Sí, ese «Él«. El personaje que más adelante evolucionaría hasta convertirse en Adam Warlock. Resulta fascinante volver a estas páginas sabiendo lo que vendrá después. Aquí todavía estamos viendo una versión embrionaria del personaje, una especie de experimento que aún no ha alcanzado su forma definitiva. Y quizá por eso funciona tan bien. Hay algo encantador en contemplar cómo Marvel construía su propio futuro sin ser plenamente consciente de ello. Lee y Kirby probablemente sabían que tenían entre manos una idea interesante, pero difícilmente podían imaginar hasta dónde llegaría aquel personaje nacido de una crisálida. El lector actual disfruta de una ventaja curiosa: puede observar las semillas mientras ya conoce el árbol. Aunque siendo sinceros, el principal espectáculo del tomo no está en los guiones. Está en Jack Kirby.

Decir que Kirby dibuja bien sería como decir que Thor tiene un martillo curioso. Técnicamente es cierto, pero se queda bastante corto. A estas alturas de su carrera, Kirby parece decidido a demostrar que cada página puede convertirse en un acontecimiento visual. Las splash pages aparecen cada vez con más frecuencia. Las composiciones se vuelven más atrevidas. Los escenarios adquieren una escala casi delirante. Los fondos parecen diseñados por alguien que hubiera pasado una tarde entera mezclando mitología, ciencia ficción y sueños febriles provocados por una cena demasiado pesada. Y funciona. Funciona de maravilla. Hay momentos en este volumen en los que uno deja de leer los diálogos durante unos segundos simplemente para quedarse contemplando las ilustraciones. No porque el texto sea malo, sino porque Kirby está desplegando semejante festival de creatividad que resulta imposible apartar la vista.

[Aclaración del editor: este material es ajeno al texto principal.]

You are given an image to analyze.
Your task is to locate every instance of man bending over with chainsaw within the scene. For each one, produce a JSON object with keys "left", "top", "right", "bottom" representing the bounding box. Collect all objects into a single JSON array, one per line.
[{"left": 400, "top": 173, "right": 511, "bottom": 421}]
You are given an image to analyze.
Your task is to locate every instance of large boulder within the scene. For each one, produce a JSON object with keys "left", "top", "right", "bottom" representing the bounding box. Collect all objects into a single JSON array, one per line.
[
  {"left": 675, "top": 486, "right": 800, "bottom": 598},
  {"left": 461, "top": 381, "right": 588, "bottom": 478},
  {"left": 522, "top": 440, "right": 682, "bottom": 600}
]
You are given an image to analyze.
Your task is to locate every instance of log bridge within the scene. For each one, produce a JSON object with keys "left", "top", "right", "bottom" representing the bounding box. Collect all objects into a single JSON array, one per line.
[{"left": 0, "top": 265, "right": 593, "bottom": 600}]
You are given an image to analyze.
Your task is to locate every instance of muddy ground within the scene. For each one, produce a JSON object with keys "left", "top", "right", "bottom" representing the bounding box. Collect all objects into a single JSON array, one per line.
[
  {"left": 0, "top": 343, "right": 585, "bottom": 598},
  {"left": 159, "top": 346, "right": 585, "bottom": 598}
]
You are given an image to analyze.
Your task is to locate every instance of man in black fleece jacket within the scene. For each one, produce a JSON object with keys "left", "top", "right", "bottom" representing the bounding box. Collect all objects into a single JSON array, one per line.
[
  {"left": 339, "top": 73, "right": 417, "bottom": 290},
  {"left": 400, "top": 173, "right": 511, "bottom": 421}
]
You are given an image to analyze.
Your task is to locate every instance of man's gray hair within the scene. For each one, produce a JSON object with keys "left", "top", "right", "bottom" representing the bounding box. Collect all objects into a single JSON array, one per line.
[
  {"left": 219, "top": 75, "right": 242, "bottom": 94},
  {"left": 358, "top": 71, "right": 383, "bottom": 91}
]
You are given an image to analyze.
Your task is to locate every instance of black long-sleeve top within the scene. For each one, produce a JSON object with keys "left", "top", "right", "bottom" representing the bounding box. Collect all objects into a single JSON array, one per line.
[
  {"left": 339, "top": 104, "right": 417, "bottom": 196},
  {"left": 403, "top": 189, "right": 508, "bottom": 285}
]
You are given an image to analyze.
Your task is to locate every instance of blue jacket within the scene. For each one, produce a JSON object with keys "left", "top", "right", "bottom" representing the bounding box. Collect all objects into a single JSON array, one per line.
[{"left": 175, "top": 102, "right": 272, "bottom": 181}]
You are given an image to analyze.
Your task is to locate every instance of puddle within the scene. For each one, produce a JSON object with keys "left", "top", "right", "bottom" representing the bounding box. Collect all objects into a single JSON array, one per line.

Por supuesto, no todo es perfecto. Porque entonces aparecen las tintas de Vince Colletta para recordarnos que la felicidad completa no existe. Hablar de esta etapa de Thor implica mencionar inevitablemente una de las discusiones más eternas entre aficionados. Las tintas de Colletta llevan décadas dividiendo opiniones y este tomo no va a resolver el debate precisamente. Hay páginas magníficas. Hay secuencias espectaculares. Pero también hay momentos en los que uno tiene la sensación de estar viendo una versión reducida de lo que Kirby había imaginado originalmente. Es una pena porque el dibujo desprende una energía descomunal. Aun así, la fuerza visual del material logra imponerse casi siempre.

La edición de Panini Comics vuelve a cumplir sobradamente. La línea Biblioteca Marvel continúa demostrando que existe un enorme interés por recuperar estos clásicos en formatos accesibles y bien cuidados. Tenemos los números The Mighty Thor #162-167 con traducción de Gonzalo Quesada y los boletines de redacción traducidos por Víctor Rubio y Juanan Cruz. Por eso, son tebeos que forman parte de la historia del medio y resulta un placer poder disfrutarlos en ediciones cómodas y atractivas. Al finalizar el volumen queda una sensación bastante clara. Estos tebeos continúan consolidándose como una de las colecciones más ambiciosas de Marvel en aquellos años. Este tomo del Poderoso Thor es, en gran medida, una exhibición de creatividad gráfica. Una demostración de cómo un autor podía convertir una aventura en algo cercano a una experiencia gráfica única. Hay números mejores y peores, enemigos más o menos memorables y algunos elementos inevitablemente envejecidos, pero la sensación de asombro permanece intacta. Y eso tiene mucho mérito. Porque más de medio siglo después, estas páginas siguen transmitiendo exactamente lo que pretendían transmitir cuando fueron publicada. La sensación de que cualquier cosa puede ocurrir cuando el Dios del Trueno levanta el martillo y Jack Kirby decide abrir una nueva puerta hacia lo imposible.